THE DRILL AT THE AMERICAN GRILL

'Christophers'

Somewhere in that same secret place where the Ark of the Covenant is stored in Raiders of the Lost Ark, alongside all the other rarest historical artefacts on earth, I like to believe there lies a copy of my second-year "observational documentary" project, The Drill at the American Grill, which I made in my first year at film school. Needless to say, it failed to meet the project criteria set by my tutors and was sadly lost many moons ago—teaching me the cautionary lesson of not making a copy of a copy. Nonetheless, it was a gem that contained a dream of that magical moment in time.
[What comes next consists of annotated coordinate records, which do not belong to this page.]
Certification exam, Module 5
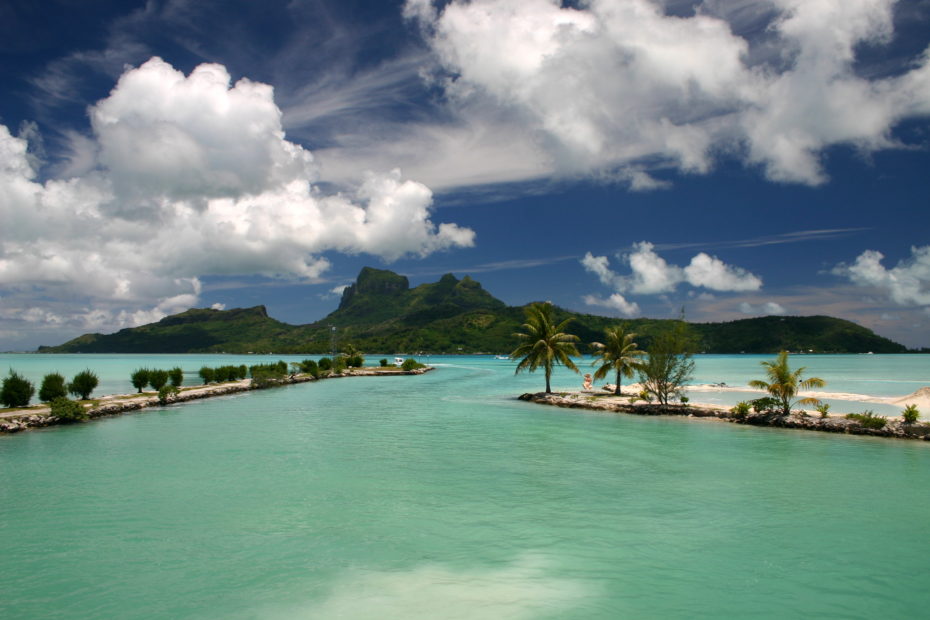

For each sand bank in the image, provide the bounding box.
[0,366,433,433]
[519,386,930,441]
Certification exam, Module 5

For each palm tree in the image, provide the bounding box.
[749,351,826,415]
[591,325,645,396]
[510,301,580,394]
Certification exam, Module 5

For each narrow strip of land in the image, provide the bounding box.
[520,392,930,441]
[0,366,433,433]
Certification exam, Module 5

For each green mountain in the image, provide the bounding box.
[39,267,905,354]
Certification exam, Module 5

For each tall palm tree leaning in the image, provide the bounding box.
[749,351,827,415]
[591,325,645,396]
[510,301,580,394]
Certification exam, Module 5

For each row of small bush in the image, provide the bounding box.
[730,397,920,429]
[0,369,99,407]
[129,366,184,394]
[197,364,249,385]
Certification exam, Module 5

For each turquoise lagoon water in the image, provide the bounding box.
[0,356,930,619]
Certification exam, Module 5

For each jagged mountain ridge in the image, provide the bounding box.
[39,267,906,354]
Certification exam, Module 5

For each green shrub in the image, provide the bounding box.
[158,385,181,405]
[68,370,100,400]
[249,362,287,379]
[39,372,68,403]
[846,411,888,429]
[300,360,320,379]
[730,400,752,420]
[197,366,216,385]
[49,396,87,422]
[129,368,149,394]
[251,366,287,390]
[749,396,781,413]
[149,370,168,392]
[0,369,36,407]
[400,357,426,370]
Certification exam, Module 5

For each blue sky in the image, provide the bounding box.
[0,0,930,350]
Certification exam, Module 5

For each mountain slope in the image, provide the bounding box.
[39,267,905,354]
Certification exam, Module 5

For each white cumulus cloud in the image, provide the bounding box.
[404,0,930,189]
[833,246,930,306]
[0,58,474,342]
[739,301,787,316]
[581,241,762,295]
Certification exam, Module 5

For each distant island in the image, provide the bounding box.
[38,267,907,354]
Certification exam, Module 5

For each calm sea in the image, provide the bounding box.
[0,355,930,619]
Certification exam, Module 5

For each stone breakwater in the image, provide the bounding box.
[0,366,433,433]
[519,392,930,441]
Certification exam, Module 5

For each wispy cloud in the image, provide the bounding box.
[655,227,872,250]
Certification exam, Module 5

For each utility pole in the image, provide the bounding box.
[329,325,336,364]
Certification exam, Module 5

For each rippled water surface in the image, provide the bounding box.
[0,356,930,619]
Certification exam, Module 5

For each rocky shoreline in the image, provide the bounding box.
[519,392,930,441]
[0,366,433,433]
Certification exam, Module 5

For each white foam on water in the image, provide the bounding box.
[260,553,592,620]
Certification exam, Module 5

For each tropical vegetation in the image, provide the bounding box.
[0,368,36,407]
[591,325,645,396]
[49,396,87,422]
[129,368,149,394]
[637,320,694,407]
[40,268,906,354]
[39,372,68,403]
[510,302,580,394]
[68,370,100,400]
[749,351,826,415]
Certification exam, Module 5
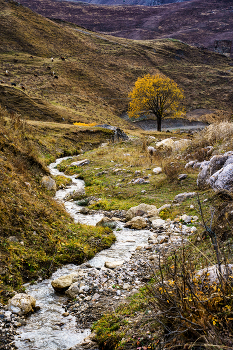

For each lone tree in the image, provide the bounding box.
[128,74,184,131]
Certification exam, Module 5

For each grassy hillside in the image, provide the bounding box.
[21,0,233,54]
[0,108,114,301]
[0,0,233,128]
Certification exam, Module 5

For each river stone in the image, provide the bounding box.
[174,192,197,203]
[104,260,124,269]
[126,203,158,221]
[70,159,90,166]
[208,164,233,192]
[152,219,166,228]
[65,282,80,299]
[180,214,192,224]
[96,216,117,229]
[51,273,77,292]
[156,138,174,148]
[125,216,147,230]
[65,187,85,201]
[7,293,36,315]
[41,176,57,191]
[197,154,230,188]
[158,204,171,213]
[155,235,169,244]
[152,166,162,175]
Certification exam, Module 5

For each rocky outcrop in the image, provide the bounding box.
[7,293,36,315]
[197,152,233,191]
[152,166,162,175]
[51,273,76,292]
[41,176,57,191]
[125,203,159,221]
[125,216,147,230]
[96,216,117,229]
[174,192,197,203]
[70,159,90,166]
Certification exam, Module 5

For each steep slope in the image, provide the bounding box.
[19,0,233,50]
[0,0,233,127]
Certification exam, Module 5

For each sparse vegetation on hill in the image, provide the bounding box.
[0,0,233,128]
[19,0,233,51]
[0,109,114,301]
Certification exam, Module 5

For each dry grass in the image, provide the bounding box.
[0,0,233,128]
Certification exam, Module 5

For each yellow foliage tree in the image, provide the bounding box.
[128,74,184,131]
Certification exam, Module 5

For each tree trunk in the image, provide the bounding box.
[157,115,162,131]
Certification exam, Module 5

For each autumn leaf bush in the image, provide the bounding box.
[147,243,233,349]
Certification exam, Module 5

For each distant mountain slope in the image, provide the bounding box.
[60,0,189,6]
[21,0,233,50]
[0,0,233,127]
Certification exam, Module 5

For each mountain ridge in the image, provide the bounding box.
[21,0,233,51]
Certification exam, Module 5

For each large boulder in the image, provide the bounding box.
[7,293,36,315]
[174,192,197,203]
[51,273,77,292]
[70,159,90,166]
[126,203,159,221]
[125,216,147,230]
[151,219,166,229]
[197,152,233,189]
[41,176,57,191]
[96,216,117,230]
[65,187,85,201]
[65,282,90,298]
[104,260,124,269]
[208,164,233,192]
[156,138,174,148]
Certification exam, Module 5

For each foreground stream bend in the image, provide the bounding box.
[15,157,153,350]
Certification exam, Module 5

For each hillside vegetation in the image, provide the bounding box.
[0,0,233,128]
[0,108,114,301]
[19,0,233,51]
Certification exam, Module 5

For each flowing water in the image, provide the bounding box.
[15,157,150,350]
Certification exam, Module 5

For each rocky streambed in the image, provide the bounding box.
[0,159,199,350]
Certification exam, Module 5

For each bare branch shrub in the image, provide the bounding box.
[147,196,233,349]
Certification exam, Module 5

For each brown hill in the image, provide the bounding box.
[21,0,233,54]
[0,0,233,127]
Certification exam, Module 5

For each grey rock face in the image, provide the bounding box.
[197,152,233,191]
[41,176,57,191]
[208,164,233,192]
[174,192,197,203]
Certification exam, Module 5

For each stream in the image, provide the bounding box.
[15,157,150,350]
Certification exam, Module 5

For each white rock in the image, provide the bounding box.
[156,138,174,148]
[174,192,197,202]
[65,282,80,298]
[152,219,166,228]
[125,216,147,230]
[126,203,158,221]
[152,166,163,175]
[208,164,233,192]
[70,159,90,166]
[7,293,36,315]
[180,214,192,224]
[104,260,124,269]
[158,204,171,213]
[122,283,131,290]
[156,235,169,244]
[51,273,78,292]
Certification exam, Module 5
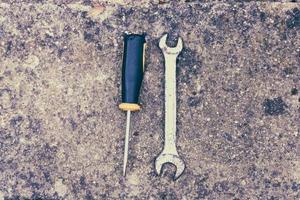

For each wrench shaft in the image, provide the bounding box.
[164,53,177,153]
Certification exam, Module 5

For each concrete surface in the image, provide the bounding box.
[0,0,300,200]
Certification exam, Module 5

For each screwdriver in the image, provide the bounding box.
[119,34,146,176]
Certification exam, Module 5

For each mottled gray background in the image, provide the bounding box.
[0,0,300,200]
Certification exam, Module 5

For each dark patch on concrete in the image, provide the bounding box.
[187,96,201,107]
[213,181,229,192]
[28,117,42,134]
[286,8,300,29]
[158,190,178,200]
[196,183,211,199]
[83,31,94,42]
[10,115,24,128]
[203,29,215,46]
[177,47,202,84]
[262,97,287,116]
[5,41,13,56]
[223,132,233,142]
[291,88,298,95]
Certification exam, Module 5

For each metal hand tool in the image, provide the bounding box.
[119,34,145,176]
[155,34,185,180]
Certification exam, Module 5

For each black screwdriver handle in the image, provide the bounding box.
[119,34,146,111]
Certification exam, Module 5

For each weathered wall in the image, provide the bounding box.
[0,0,300,200]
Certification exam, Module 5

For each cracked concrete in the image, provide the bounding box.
[0,0,300,200]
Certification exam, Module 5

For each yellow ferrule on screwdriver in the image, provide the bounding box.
[119,103,141,111]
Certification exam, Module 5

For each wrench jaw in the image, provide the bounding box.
[155,153,185,180]
[159,34,183,56]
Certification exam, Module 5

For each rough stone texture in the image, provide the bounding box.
[0,0,300,200]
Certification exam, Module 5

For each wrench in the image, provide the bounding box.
[155,34,185,180]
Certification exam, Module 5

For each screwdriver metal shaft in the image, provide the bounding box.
[123,110,131,176]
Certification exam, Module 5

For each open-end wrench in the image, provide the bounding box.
[155,34,185,180]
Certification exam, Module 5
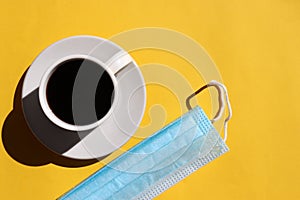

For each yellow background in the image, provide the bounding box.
[0,0,300,200]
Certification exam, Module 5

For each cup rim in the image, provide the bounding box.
[39,54,119,131]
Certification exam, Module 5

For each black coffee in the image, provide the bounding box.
[46,59,114,125]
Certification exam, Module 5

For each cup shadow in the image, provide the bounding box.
[2,70,98,167]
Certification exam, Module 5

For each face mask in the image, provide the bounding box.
[59,81,231,200]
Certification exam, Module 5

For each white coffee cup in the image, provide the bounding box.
[22,36,146,159]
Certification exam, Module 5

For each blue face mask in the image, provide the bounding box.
[59,81,231,200]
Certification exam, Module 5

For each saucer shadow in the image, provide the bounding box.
[2,70,98,167]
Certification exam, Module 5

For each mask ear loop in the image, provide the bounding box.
[186,80,232,141]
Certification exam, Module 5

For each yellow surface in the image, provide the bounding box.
[0,0,300,200]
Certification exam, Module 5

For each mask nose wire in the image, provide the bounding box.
[186,80,232,141]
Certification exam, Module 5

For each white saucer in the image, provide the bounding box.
[22,36,146,159]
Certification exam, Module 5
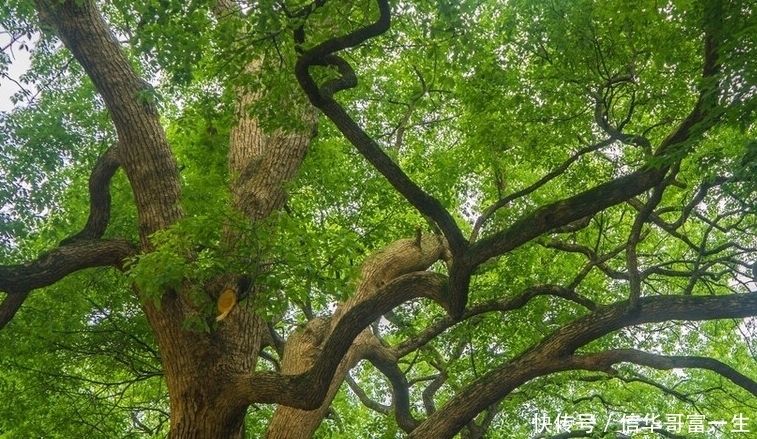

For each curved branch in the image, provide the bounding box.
[35,0,183,244]
[0,239,136,295]
[0,291,29,329]
[295,0,467,255]
[0,148,121,329]
[410,293,757,439]
[567,349,757,396]
[392,285,597,358]
[466,2,722,270]
[60,148,119,245]
[366,345,419,433]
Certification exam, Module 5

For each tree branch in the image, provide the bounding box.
[567,349,757,396]
[410,293,757,439]
[0,239,136,295]
[295,0,466,255]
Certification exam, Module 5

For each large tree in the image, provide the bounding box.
[0,0,757,439]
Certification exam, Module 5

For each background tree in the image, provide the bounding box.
[0,0,757,439]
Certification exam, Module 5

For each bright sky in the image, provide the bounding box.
[0,28,30,111]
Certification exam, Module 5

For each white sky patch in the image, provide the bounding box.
[0,28,33,112]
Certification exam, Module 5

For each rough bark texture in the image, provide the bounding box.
[0,0,757,439]
[266,235,447,439]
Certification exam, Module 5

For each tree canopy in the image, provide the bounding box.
[0,0,757,439]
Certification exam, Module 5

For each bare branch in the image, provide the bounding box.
[295,0,466,255]
[0,239,136,294]
[410,293,757,438]
[568,349,757,396]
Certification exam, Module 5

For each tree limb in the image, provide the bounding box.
[0,239,136,295]
[410,293,757,439]
[568,349,757,396]
[295,0,467,255]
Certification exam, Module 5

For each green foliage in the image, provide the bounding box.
[0,0,757,438]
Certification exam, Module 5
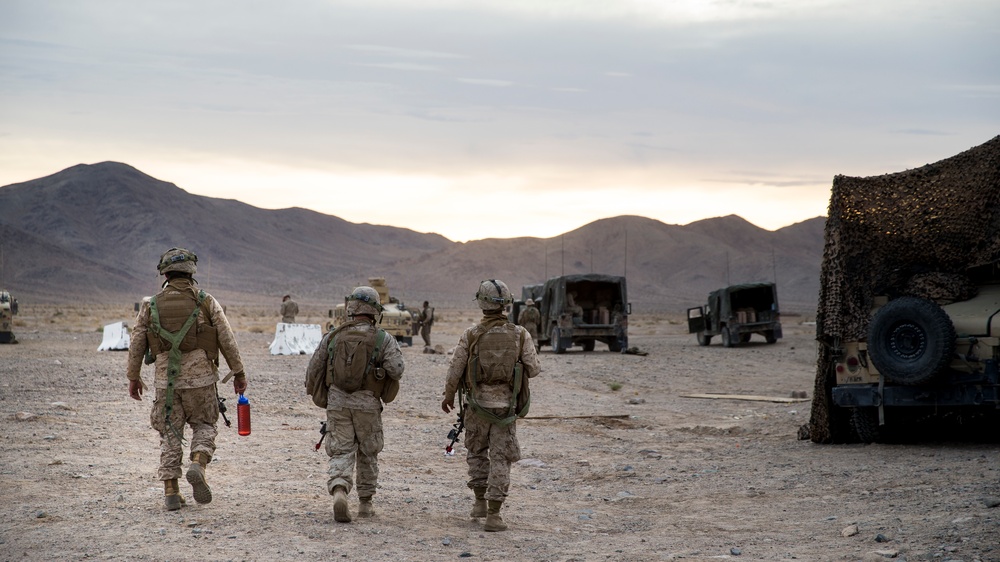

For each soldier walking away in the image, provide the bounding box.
[441,279,541,531]
[417,301,434,353]
[281,295,299,324]
[517,299,542,351]
[126,248,247,511]
[306,286,404,523]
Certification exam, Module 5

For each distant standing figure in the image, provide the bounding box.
[517,299,542,351]
[417,301,434,348]
[281,295,299,324]
[126,248,247,511]
[441,279,541,531]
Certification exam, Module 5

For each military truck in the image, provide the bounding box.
[687,283,781,347]
[831,266,1000,443]
[326,277,418,346]
[0,290,17,343]
[799,136,1000,443]
[510,273,632,353]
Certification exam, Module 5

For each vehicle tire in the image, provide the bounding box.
[868,297,955,385]
[851,408,882,443]
[550,327,566,355]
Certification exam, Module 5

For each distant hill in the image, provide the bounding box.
[0,162,825,312]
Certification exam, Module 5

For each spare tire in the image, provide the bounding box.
[868,297,955,385]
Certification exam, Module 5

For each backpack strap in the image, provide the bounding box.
[149,291,206,444]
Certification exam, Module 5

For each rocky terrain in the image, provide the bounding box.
[0,305,1000,562]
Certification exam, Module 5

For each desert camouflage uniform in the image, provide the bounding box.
[127,278,244,480]
[281,299,299,324]
[417,306,434,347]
[306,317,404,498]
[444,324,541,501]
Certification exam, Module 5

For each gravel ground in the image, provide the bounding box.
[0,313,1000,561]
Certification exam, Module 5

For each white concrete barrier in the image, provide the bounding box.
[97,322,129,351]
[270,322,323,355]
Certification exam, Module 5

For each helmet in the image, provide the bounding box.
[156,248,198,275]
[476,279,514,310]
[347,286,382,316]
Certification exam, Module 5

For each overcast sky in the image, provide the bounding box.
[0,0,1000,241]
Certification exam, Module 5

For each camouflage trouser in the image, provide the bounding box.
[149,384,219,480]
[465,408,521,501]
[326,402,384,498]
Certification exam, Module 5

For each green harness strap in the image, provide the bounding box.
[149,291,205,443]
[458,324,524,427]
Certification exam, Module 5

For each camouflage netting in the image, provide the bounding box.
[808,136,1000,443]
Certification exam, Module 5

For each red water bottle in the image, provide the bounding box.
[236,394,250,435]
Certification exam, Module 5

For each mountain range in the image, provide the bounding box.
[0,162,825,313]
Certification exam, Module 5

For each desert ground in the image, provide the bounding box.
[0,303,1000,561]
Of course, an observational documentary is defined as a "fly-on-the-wall" approach to recording events as they unfold, without directorial manipulation. Somehow, by choosing to film a weekend at the West End restaurant on Wellington Street, where my middle brother was general manager, I failed to remain objective and turned our end-of-year film into a Goodfellas-style homage, full of sped-up and slowed-down montages set to Louis Prima's "Just a Gigolo," "Quiet Village" by Les Baxter, and Dean Martin's "Sway." The cost of the soundtrack alone would have bankrupted me, the group, and the college, as I had yet to learn about such practical matters as clearance rights. I simply assumed the world was our oyster when it came to choosing the finest music for our short film, and naturally, I blamed Martin Scorsese for this.

When we finally screened the film in front of my peers and tutors, there was a sense that what we had created wasn’t a documentary at all, but pure cinema. If pressed, we might have claimed to have invented a new documentary genre—the “purely subjective musical documentary”—in which my crew and I blatantly glamorised and celebrated the hustle and bustle of "Christopher's," a Covent Garden restaurant that looks down on Waterloo Bridge and was once famously a hotspot for the politicians of Westminster and the rumour wranglers of Fleet Street. An American grill that specialised in South American steaks and fresh lobsters, "Christopher's" had become, in my mind, my version of Henry Hill’s world of clubs and bars in Goodfellas. I saw myself as having graduated from my earlier days hanging out with the "Krays of Grays" in my local town to this more opulent dining experience in the city, where my friends and I (courtesy of my brother) could play-act as millionaires on weekends after attending our college course in Farnham, Surrey, where we mostly lived off packet soup and noodles.

The Drill at the American Grill was my love letter to a fantasy in my head where observed reality took a backseat to my imagination. By proxy of my brother's managerial reign, I believed in my delusion I had the keys to the entire city, and it was through this lens that I shot the documentary. One shot in the film I remember being hugely proud of showed the shuffling feet of the kitchen staff on a busy Friday night, which, when slowed down and set to "Quiet Village," resembled a real-life ballet. Michael Powell would—might—have been proud. Maybe. One of my favourite tutors, Derek Woolcott, was tremendously impressed, though others frowned upon our stylistic excesses. Still, for a brief, shining moment, with our Scorsese-lite homage up on that big screen, we experienced what it was like to create some true magic on film.

It’s just a shame it’s now lost in time, with only a few offcuts left on the cutting room floor of my memory.